Ari and David’s mission is dangerous and one that is seemingly doomed to fail. Mossad Aliyah Bet is organized and run by young people, and they are challenging the mighty British empire. However, Mossad is powered by an ancient pursuit of freedom and dignity. They are trying to thwart an unjust regime that has taken control of their homeland. In collaboration with Mossad, the Palmach, the ranks of which are also full of determined youth, ensure that even while they are in internment camps, the detainees waiting to escape to Palestine have some semblance of normalcy. The Palmach sets up schools, synagogues, and sanitary facilities, unwilling to allow their fellow Jewish people to continue living in unfit conditions after surviving the barbarism of the concentration camps. The first glimpse of Ari’s personality comes when Mandria zealously pledges his support of staging the escape from Cyprus. Ari sharply accuses Mandria of only being involved for the money he will make. He does not trust that anyone without roots in Palestine can understand the urgency of the mission. But what Ari does not see is that the actions of the Mossad and the Palmach are an inspiration to the people of Cyprus and elsewhere. The Jewish people who seek to establish a homeland in Palestine are upending the status quo and challenging the colonial history of Europe and Asia. The Jewish people of Palestine have lived in a constant state of unrest, bombings, and shootings for a generation. Now, Ari and David are preparing for the war to which Mark alluded. They will not allow a new generation of young people to grow up on land that is not secure, as they have. However, the two men have different views on how this goal will be accomplished. David is hardly naïve to the plight of his people, but he is sentimental and inspired by biblical stories of the past featuring miracles. Ari, on the other hand, knows that there will be no miracles and that this war for freedom will be a long and bloody conflict.  

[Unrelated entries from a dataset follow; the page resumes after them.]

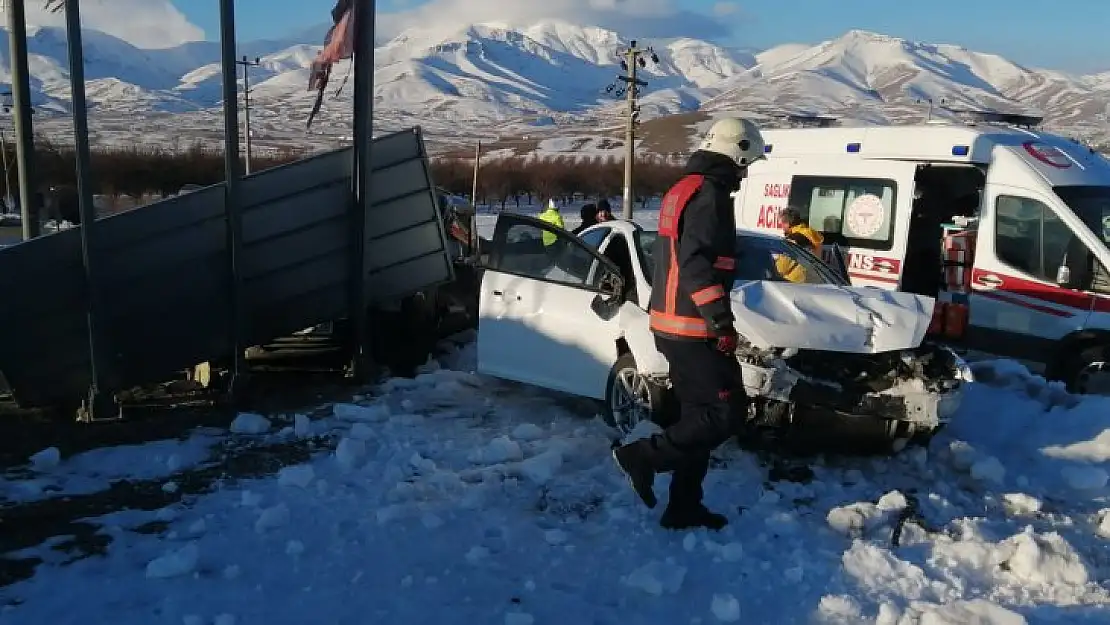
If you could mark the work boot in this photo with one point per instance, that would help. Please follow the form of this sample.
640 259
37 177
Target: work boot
641 474
689 516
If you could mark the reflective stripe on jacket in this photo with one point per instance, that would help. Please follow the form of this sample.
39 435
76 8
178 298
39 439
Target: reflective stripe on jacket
694 260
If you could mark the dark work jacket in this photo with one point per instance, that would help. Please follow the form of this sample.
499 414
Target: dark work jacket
695 253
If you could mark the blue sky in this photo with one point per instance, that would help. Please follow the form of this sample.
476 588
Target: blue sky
1068 34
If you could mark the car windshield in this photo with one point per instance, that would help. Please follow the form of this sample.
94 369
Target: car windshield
1091 204
758 258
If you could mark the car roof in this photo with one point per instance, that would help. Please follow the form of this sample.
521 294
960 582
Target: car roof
621 225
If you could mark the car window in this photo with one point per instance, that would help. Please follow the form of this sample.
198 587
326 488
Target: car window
1030 238
544 253
595 237
759 258
851 211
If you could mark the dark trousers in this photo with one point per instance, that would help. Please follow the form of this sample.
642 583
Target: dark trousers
712 401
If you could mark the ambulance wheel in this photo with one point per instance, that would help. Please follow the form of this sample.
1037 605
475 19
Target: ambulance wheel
632 399
1088 373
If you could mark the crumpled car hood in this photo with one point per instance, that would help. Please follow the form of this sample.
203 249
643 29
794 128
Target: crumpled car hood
824 316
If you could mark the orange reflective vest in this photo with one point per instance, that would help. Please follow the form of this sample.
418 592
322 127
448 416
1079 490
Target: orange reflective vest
694 261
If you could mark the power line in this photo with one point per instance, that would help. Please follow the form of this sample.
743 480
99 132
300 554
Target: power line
628 86
246 106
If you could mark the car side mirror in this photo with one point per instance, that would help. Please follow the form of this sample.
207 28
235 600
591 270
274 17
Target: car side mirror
1063 275
611 298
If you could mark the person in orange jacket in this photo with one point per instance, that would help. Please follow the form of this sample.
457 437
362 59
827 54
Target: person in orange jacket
692 320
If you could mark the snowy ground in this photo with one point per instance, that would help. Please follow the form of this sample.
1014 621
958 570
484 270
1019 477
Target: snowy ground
455 499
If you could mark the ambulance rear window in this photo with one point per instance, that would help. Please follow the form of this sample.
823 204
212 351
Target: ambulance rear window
857 212
1091 204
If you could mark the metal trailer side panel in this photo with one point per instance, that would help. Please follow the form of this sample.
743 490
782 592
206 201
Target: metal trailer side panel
165 271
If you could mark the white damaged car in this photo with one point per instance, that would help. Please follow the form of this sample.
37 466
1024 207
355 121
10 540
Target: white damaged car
569 313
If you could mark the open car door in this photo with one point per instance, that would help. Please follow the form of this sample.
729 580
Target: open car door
536 320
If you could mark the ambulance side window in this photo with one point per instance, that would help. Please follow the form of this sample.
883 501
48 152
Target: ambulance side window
857 212
1030 238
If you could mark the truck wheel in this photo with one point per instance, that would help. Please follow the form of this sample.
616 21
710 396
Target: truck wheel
1088 372
631 397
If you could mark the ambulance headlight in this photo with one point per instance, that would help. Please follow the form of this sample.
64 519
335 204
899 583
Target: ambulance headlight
962 370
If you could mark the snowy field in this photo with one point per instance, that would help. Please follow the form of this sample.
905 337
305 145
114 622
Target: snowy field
453 499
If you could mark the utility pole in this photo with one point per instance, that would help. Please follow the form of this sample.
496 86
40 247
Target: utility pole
21 119
246 106
632 59
3 152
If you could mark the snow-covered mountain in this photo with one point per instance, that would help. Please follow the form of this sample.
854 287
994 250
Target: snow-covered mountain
490 73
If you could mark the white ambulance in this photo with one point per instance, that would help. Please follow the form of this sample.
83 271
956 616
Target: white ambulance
1008 228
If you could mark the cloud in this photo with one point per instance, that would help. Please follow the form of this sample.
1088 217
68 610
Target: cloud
143 23
629 18
726 9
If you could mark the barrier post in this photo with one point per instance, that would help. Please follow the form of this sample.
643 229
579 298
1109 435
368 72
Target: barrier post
100 400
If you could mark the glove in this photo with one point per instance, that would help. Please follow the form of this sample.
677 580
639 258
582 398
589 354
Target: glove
727 340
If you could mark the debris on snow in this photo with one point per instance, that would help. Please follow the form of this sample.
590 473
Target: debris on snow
541 469
1021 504
47 459
527 432
498 451
657 577
302 425
1103 518
354 412
350 453
555 536
1043 560
725 607
299 475
272 517
362 432
860 518
250 423
174 563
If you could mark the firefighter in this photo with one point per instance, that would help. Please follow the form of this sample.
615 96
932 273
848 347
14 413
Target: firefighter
552 215
692 319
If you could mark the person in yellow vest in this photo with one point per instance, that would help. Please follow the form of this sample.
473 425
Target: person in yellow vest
797 225
798 232
552 215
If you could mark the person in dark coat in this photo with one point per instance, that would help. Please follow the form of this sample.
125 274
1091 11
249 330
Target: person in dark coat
692 319
588 218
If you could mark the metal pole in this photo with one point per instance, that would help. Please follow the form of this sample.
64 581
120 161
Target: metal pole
631 130
364 11
97 400
246 107
232 208
474 201
21 119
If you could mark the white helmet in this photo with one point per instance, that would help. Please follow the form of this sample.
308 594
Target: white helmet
737 138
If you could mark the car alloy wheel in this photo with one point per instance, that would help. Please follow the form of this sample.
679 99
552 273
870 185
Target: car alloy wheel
1093 379
629 400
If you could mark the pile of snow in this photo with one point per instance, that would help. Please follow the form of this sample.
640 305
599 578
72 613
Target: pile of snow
451 497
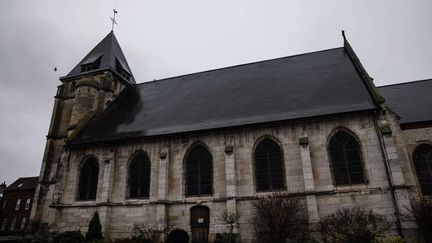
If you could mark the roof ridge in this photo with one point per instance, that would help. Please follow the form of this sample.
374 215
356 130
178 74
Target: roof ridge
234 66
403 83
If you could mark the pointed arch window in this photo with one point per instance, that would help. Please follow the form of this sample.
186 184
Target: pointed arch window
422 158
269 166
88 180
199 172
139 176
345 159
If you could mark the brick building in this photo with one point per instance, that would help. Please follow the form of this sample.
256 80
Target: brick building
17 205
171 151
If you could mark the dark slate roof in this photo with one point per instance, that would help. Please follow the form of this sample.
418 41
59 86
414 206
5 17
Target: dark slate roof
307 85
24 183
412 101
108 49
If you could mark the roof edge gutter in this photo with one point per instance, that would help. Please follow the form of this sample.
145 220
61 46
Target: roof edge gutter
376 96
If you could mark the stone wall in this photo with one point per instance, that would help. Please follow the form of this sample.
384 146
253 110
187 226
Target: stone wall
307 173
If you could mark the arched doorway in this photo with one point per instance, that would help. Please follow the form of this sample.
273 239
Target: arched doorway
200 222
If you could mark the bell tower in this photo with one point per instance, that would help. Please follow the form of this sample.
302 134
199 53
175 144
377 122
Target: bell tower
84 92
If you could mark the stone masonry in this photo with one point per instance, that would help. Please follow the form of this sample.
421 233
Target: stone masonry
307 170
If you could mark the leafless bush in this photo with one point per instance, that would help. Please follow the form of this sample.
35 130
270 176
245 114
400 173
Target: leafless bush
150 234
421 210
355 225
279 218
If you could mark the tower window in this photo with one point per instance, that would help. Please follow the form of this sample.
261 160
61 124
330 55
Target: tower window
27 204
17 205
121 70
91 64
13 224
4 224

Sutherland is haunted by what he has been expected to do in the name of family propriety and his dedication to the military. In his past, he gave up a woman he loved deeply to protect his family name. Now, he reluctantly commands the camps in Cyprus that are full of concentration camp survivors. Sutherland and his superior Trevor-Browne are not typical rank-and-file British soldiers in that they have Jewish sympathies. Most British soldiers support Palestinian Arabs, perhaps only because this is what is expected of them. The British support of the Arab people is rooted in the British control of many Arab countries and the bountiful Arab oil fields. Though Trevor-Browne’s instincts are to protect the Jewish people, these instincts are restrained by his military rank. He insists that orders be followed when he places a disgusted Sutherland in charge of the camps. Sutherland is troubled in particular by the broken promises made to the Jewish people by the British. He feels an aching guilt about these promises because they remind him of his own broken promise to his Jewish mother. After denying her heritage her whole life, Deborah Sutherland asks her son to bury her with her Jewish family. Sutherland assures his mother he will do so but breaks his promise because of the questions it will raise among his family members. His need to assuage this guilt will eventually bring Sutherland into the center of the Jewish quest to establish a Jewish nation state.